Chasin' a Rainbow. That’s what it felt like at SumTur Amphitheater on Tuesday night, as the clouds covered the sky, and that’s why newgrass band Railroad Earth’s opening song to the opening performance of their August tour seemed appropriate.

Newgrass is a form of bluegrass that incorporates rock and jazz. Railroad Earth band took the stage following an hour-long performance by Vermont-based Twiddle. This opening act was a change from the originally announced Moe, who went on hiatus following the announcement that their bassist was diagnosed with cancer earlier this month. Moe itself was expected to bring a crowd to Papillion, but the venue still sold over 600 tickets.

Twiddle, led by Mihali Savoulidis, brought a distinctively reggae sound to many of the songs in their set, which blared deafeningly from the sound system during much of it.  Then there were songs that sounded fishy…actually, make that Phish-y. The crowd appreciated hearing instrumentals from the popular jam band mixed in with Twiddle’s original music.

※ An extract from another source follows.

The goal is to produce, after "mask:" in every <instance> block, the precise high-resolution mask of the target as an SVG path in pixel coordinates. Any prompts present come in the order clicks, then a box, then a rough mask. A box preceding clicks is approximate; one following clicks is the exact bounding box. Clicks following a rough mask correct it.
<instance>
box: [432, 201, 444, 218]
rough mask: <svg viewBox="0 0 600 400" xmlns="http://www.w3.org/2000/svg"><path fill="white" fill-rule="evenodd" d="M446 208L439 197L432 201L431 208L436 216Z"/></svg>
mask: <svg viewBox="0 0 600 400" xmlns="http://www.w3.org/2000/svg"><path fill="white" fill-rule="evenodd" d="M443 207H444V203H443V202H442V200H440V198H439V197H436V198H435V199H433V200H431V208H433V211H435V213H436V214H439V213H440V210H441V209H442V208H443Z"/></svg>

But they really appreciated the main act, who brought sunshine to an overcast evening with many of their songs, such as “When the Sun Gets in Your Blood” and “Came Up Smilin’.” The jam band really proved their name with the combination of the songs “The Jupiter and the 119,” “Warhead Boogie,” and “Captain Nowhere.”

Performances lasted an average of 16 minutes each, offering dancers ample time to find the beat. Also of note was young Sophia, age 10, who joyfully hula-hooped throughout the show.

The band was missing Andy Goessling, who plays a variety of string instruments, flute, pennywhistle, and saxophones, as well as sings.